Sosyal yapıda çocukluk dönemi, güçlü bir hazine gibi, yaşlılık dönemi ise, gücünü kaybetmiş buna karşılık yeniden gücüne erişemeyen, hazine yapısı gibidir. Bu dönemin çocukları, taşkın mizaçlı, yaşlıları ise sönük bir anlayışın, hüküm sürdüğü abidedir.
Çocuklukta geleceğe dair beklenti ve iyi niyet, hüküm sürerken, yaşlıda durum geçmişle öğünme ve içten gelen bir kuruntu değişimi gerçekleşir. Bu dönemin çocukları, tüm yönüyle olgunluğa adım atarken, güçlü olma hissine sahiptir.
Bu dönemden sonra çocukların, kalbinden damarlarına deli kanı akacaktır. Kazandığı enerjiyle, kartal gibi vadide kuzuya saldırmak, hissine kapılacaktır. Yaşlı da durgunluğun kıskacında ve kendini boşlukta hissedecektir. Yaşlı sevgiyle hareket etmez ve heyecana kapılmaz, gösteriden uzak durur. Dalgaya atılmaz ve sakinliğini korur.
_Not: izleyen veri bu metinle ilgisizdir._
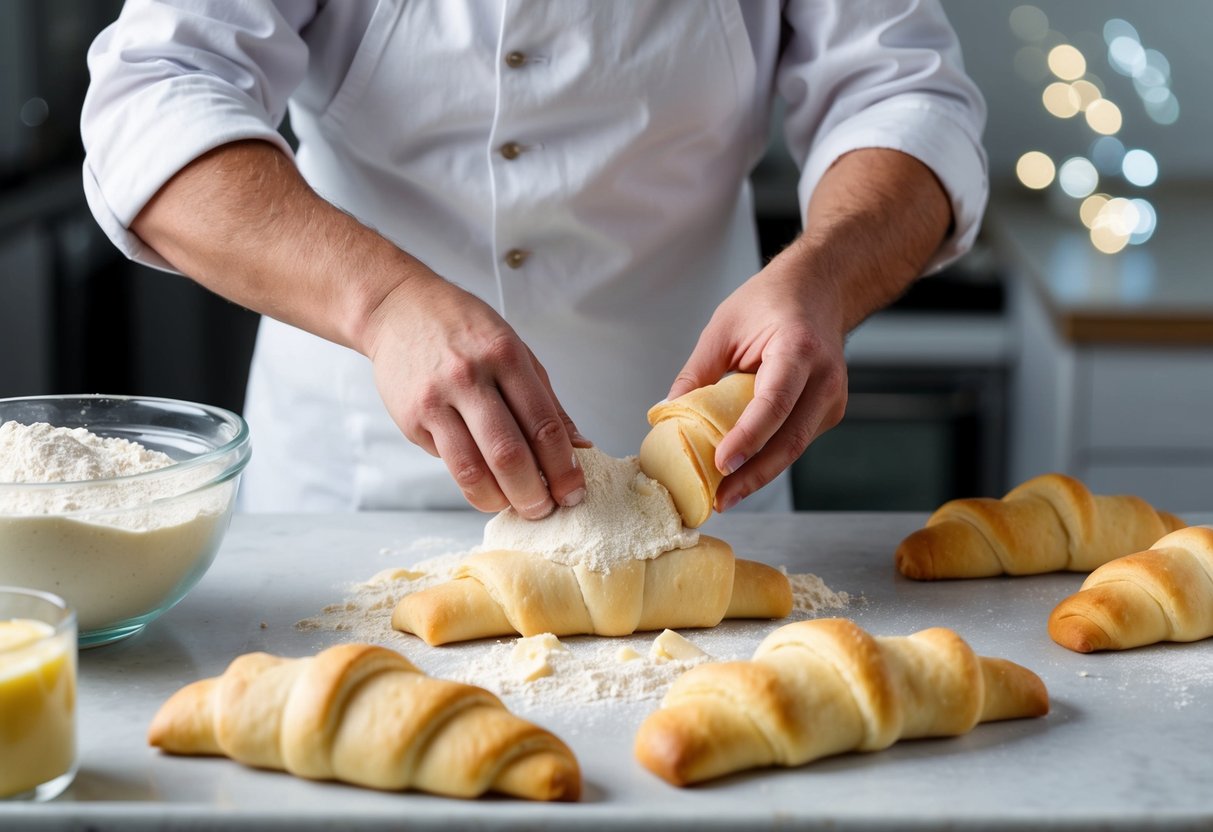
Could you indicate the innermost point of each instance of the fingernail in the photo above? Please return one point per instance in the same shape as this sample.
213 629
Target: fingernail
733 463
540 509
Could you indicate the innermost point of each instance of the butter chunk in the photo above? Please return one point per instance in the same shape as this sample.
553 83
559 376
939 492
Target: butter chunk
626 655
672 647
531 657
396 574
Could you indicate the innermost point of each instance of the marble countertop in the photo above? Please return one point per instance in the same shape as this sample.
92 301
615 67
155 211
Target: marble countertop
1126 745
1157 292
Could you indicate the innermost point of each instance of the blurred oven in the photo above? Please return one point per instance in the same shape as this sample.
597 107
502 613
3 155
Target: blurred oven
912 439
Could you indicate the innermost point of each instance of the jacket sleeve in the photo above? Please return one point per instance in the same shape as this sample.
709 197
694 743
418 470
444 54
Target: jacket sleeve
172 79
888 74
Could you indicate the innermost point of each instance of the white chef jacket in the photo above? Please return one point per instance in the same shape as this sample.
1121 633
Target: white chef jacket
607 233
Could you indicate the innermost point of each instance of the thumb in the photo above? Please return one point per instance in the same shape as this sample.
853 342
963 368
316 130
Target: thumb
707 363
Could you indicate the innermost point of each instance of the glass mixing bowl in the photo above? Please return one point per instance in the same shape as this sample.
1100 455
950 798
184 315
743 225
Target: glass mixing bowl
123 551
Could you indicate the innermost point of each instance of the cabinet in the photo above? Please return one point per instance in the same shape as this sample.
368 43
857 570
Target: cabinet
1126 414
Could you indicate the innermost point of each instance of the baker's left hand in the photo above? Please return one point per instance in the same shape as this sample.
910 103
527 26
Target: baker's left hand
789 329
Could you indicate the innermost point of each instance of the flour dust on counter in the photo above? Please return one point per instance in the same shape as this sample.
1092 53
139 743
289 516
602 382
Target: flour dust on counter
580 670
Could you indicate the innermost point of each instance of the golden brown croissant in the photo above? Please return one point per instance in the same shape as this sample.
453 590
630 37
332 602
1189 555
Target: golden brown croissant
679 451
1161 594
364 714
826 687
1049 523
502 592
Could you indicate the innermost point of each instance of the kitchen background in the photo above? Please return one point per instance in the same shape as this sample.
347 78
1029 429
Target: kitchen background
1077 336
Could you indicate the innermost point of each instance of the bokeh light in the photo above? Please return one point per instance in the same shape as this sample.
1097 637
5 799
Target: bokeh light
1061 100
1114 226
1068 63
1077 177
1035 170
1140 167
1104 117
1127 56
1029 23
1148 220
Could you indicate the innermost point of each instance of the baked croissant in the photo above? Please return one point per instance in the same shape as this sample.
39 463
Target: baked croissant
1161 594
504 592
365 716
1049 523
679 451
826 687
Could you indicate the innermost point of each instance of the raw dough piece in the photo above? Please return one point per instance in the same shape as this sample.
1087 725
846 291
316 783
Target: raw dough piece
826 687
364 714
679 451
1049 523
502 592
1161 594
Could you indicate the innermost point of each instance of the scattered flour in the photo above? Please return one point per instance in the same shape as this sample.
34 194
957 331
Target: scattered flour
624 516
592 670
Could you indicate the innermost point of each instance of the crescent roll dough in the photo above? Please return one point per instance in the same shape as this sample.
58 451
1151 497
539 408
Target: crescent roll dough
1161 594
365 716
504 592
826 687
679 451
1049 523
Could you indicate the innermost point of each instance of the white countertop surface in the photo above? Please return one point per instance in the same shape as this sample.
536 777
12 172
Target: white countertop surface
1128 742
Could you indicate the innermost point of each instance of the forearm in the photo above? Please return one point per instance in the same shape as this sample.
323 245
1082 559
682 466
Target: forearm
873 221
243 222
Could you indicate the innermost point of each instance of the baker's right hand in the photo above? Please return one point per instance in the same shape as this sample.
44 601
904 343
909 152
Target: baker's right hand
460 383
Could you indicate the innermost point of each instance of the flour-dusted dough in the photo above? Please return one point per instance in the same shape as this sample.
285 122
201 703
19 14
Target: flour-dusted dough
502 592
826 687
1049 523
679 451
365 716
1161 594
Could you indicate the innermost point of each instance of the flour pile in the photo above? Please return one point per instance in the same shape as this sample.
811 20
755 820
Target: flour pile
625 516
40 452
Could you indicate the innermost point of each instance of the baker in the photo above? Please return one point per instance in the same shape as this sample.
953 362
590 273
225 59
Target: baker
511 224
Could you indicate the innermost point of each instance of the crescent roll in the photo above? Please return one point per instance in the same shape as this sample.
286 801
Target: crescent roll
1048 524
679 450
826 687
1161 594
365 716
504 592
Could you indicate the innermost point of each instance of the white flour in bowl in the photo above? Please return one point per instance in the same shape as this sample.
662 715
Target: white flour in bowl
591 671
115 557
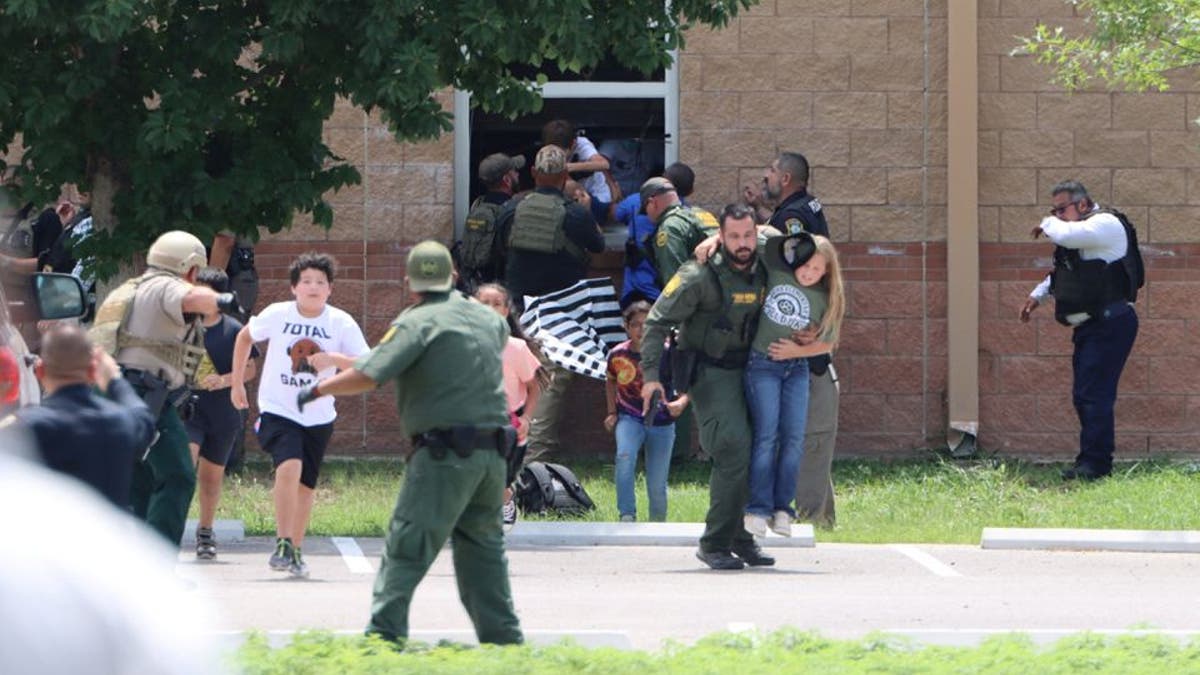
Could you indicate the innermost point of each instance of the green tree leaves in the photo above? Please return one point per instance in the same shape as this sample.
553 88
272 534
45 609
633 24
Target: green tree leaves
209 115
1132 43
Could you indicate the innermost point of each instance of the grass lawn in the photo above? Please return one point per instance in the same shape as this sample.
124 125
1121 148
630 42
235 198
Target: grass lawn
784 651
931 500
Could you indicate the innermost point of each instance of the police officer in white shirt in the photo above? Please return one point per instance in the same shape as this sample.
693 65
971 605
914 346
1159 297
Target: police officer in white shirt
1093 290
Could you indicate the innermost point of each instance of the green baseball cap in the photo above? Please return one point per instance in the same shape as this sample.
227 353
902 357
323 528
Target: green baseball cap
430 268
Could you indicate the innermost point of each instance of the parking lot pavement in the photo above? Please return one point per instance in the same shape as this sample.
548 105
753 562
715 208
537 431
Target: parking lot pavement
648 595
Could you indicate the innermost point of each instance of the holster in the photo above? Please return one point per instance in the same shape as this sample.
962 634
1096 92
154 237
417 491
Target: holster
465 440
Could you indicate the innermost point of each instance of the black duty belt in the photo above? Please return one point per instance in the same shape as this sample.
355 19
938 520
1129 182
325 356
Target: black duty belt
154 389
730 360
466 440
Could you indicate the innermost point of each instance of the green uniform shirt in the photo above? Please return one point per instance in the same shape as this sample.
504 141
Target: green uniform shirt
444 354
679 231
789 306
714 306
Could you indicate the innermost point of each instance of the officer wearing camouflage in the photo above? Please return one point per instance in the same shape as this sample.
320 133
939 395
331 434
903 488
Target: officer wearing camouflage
444 354
151 326
715 309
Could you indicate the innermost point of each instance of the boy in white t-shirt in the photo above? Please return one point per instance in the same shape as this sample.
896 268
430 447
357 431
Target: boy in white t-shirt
307 340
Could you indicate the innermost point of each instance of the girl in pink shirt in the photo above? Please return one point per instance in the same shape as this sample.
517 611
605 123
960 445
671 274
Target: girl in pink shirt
523 378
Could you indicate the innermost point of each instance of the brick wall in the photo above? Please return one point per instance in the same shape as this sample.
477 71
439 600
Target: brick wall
859 88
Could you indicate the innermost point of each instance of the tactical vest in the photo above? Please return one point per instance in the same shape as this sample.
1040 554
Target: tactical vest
701 225
109 333
724 334
479 236
1085 286
538 226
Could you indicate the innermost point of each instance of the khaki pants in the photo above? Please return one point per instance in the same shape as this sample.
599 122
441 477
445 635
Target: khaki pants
544 424
814 484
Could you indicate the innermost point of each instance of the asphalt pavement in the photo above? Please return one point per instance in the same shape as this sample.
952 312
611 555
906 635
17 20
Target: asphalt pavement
642 597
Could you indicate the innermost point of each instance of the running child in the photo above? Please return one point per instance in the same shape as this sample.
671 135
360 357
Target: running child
307 340
523 380
804 293
623 393
214 424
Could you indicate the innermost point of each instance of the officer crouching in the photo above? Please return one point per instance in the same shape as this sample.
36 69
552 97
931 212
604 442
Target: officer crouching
151 326
444 354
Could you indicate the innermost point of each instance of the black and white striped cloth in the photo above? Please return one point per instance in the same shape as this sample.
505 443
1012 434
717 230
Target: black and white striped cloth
576 326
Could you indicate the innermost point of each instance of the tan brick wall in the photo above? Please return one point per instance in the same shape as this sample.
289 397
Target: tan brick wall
859 88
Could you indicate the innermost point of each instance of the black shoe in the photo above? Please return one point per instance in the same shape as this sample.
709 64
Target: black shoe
1083 472
753 555
719 560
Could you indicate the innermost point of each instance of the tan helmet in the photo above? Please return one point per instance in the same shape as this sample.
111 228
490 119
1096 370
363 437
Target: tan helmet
177 251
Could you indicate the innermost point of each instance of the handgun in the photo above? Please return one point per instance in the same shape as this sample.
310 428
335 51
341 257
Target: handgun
653 411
Dönemin yaşlısı da geçmişin peşindedir. Rahat ve huzurlu yürümeyi tercih eder. Adımlarını ona göre atar. Gücünü düşüncesinden alır ve hayalleri rüyasında saklıdır.
Çocuk yetiştirirken, yaşlı yetiştirdiğinin meyvelerini toplarken zevk alacaktır.
Çocuk ata gem vurarak, yola çıkar. Engelleri aşmak için zevk duyar. Hayali, şartları zorlar. Yaşlı ise, yaşantısının renkli rüyaları gibi kalmasını diler. Çocuk, sorumluluğunu bilmeden alabildiğine büyümeye odaklı fidana, yaşlı da meyve verme adına çiçeklenen, ağaca benzetilir.
Karanlığa atılan taşın bir yere çarpmaması için rehbere gerek duyar. Çocukta döneminde bir bilene gerek duyar. Yaşlı ise, karanlığı yaşantısından siler, ışıkla birlik kurar.
Çocuk yapacağı, yaşlı da yaptığı gerçekleri gündemde tutar.
Çocuk, hiçbir organını onarıma uğratmaz. Yaşlıysa onarılmamış organı kalmaz.
Çocukluk dönemini sürerken, eksikler görmezden gelinir. Yaşlı eksikleri hisseder fakat gidermeye çalışmaz.